There are substantial footnotes (albeit continuing to be placed at the end of each section rather than each page, which would be more helpful) directing the reader to relevant primary sources. As with its competitor texts, this reviewer would have preferred more references to supplementary secondary sources for an academic audience. However, as with those competitors, it is acknowledged that this is a text aimed at (and used extensively by) legal practitioners.

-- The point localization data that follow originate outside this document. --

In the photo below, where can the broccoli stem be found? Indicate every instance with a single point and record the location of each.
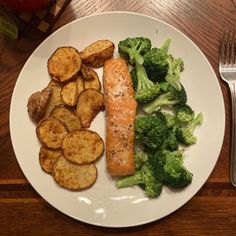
(163, 99)
(195, 122)
(130, 180)
(143, 81)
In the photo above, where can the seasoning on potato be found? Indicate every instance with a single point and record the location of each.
(48, 157)
(64, 111)
(90, 103)
(64, 64)
(69, 93)
(55, 99)
(67, 116)
(51, 132)
(37, 104)
(97, 53)
(82, 146)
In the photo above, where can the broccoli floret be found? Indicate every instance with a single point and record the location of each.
(140, 158)
(169, 98)
(170, 119)
(171, 142)
(134, 78)
(175, 66)
(183, 113)
(155, 62)
(176, 174)
(185, 134)
(133, 50)
(151, 130)
(149, 177)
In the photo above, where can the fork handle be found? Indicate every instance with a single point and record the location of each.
(232, 87)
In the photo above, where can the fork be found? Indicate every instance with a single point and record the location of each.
(227, 68)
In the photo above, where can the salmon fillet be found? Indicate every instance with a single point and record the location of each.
(120, 107)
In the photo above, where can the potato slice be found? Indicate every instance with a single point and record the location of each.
(72, 176)
(94, 83)
(54, 83)
(50, 132)
(38, 103)
(55, 99)
(90, 103)
(82, 146)
(64, 64)
(48, 157)
(64, 114)
(97, 53)
(91, 79)
(69, 93)
(80, 84)
(87, 72)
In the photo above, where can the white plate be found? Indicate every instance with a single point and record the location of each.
(103, 204)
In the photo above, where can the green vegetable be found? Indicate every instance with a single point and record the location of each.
(155, 62)
(168, 98)
(184, 113)
(140, 158)
(176, 174)
(185, 134)
(151, 130)
(149, 177)
(133, 50)
(175, 66)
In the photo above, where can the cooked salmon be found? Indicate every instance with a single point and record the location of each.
(120, 107)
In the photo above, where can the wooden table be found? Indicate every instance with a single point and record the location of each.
(211, 212)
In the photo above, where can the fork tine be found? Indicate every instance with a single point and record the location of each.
(223, 49)
(232, 49)
(228, 48)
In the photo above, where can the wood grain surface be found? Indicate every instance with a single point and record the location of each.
(212, 211)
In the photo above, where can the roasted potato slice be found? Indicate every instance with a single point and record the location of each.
(90, 103)
(94, 83)
(38, 103)
(64, 114)
(91, 79)
(64, 64)
(82, 146)
(50, 132)
(80, 84)
(55, 99)
(48, 157)
(97, 53)
(73, 176)
(54, 83)
(87, 72)
(69, 93)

The Appendices contain the key pieces of partnership legislation (the Partnership Act 1890, the Limited Partnerships Act 1907, the Limited Partnerships (Forms) Rules 2009, the Partnerships (Accounts) Regulations 2008, and the Insolvent Partnerships Order 1994) and two of the three key pieces of LLP legislation (the LLP Act 2000 and the LLP Regulations 2001). The LLP Regulations 2009 are inevitably omitted given their length (which stems from the fact they are devoted to applying provisions of the unfortunately lengthy Companies Act 2006). The Appendices also include the Company, LLP and Business Names Regulations 2009, the joint BVCA and HMRC statement 1987 which did so much to encourage the use of limited partnerships as tax avoidance vehicles by confirming that a limited partnership used as a venture capital investment fund would be treated for tax purposes as tax transparent, and (purely for historical interest) the now repealed Law of Partnership Act 1865.

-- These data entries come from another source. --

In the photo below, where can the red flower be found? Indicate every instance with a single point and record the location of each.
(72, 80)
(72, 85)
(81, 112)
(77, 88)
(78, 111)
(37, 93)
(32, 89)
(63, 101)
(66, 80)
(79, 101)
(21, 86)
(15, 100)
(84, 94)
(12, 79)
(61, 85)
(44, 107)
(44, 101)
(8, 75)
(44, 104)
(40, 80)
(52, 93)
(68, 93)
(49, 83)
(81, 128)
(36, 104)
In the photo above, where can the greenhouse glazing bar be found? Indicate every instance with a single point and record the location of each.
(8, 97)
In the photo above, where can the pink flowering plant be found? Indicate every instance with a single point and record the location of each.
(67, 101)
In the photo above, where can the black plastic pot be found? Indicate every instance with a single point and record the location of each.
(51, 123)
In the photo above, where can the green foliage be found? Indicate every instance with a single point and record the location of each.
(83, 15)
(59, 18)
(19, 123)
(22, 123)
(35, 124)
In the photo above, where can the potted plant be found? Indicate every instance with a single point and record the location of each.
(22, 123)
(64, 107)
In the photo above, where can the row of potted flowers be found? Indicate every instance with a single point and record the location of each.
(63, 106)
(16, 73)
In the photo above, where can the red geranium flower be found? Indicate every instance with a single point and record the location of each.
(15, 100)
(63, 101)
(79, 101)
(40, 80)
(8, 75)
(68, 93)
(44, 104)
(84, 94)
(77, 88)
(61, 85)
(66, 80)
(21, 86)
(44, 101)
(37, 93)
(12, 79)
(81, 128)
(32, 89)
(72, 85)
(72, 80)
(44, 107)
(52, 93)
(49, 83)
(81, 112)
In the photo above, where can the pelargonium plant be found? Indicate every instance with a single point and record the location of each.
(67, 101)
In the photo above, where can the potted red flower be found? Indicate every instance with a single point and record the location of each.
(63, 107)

This new edition includes an explanation and analysis of relevant legislative and jurisprudential developments since the previous edition in 2020, including the important cases of Morton v Morton (on the interplay between ss42(1) and 42(2) of the Partnership Act 1890 on the entitlement of outgoing partners), Frontiers Capital I Limited Partnership v Flohr (on the power of partners under s38 to bring claims on behalf of the partnership after dissolution, where this was necessary to wind up the partnership), and Procter v Procter (on the entitlement of retiring partners under ss42 and 43 to be bought out by the continuing partners, and how the share should be valued).
This 7th edition of Blackett-Ord, Haren and Roper thus continues to provide a comprehensive and authoritative source of reference for academics, postgraduate students and practitioners in this area of law.
It is worth saying that this text should be regarded as complementary, rather than an alternative, to the other major works: Lindley & Banks on Partnership; Callman et al LLP and Partnership Law: A legal and practical guide; Morse and Braithwaite Partnership & LLP Law; and Whittaker and Machell The Law of Limited Liability Partnerships. First, there are the big differences in coverage; for example, Blackett-Ord covers LLPs in a single chapter, Morse covers them at greater length, Callman substantially more, and of course Whittaker still more, while Lindley does not cover them at all. Equally, tax is not covered in Blackett-Ord (or Morse) whereas it is in Lindley (in depth), Callman, and (though only LLP tax) Whittaker. Second, there are inevitably small points (but nonetheless potentially important in the right context) which not all texts will cover. Third, there is inevitably disagreement between the texts on some issues, and in such uncertain areas it is advisable to be able to consider all views. It is also is worth noting the difference in length of the substantive text – Blackett-Ord is approximately half the length of Lindley (but double the length of Morse and a third longer than Callman). While the longer texts are likely to be more comprehensive, they also increase the time taken to locate – and read – the relevant material.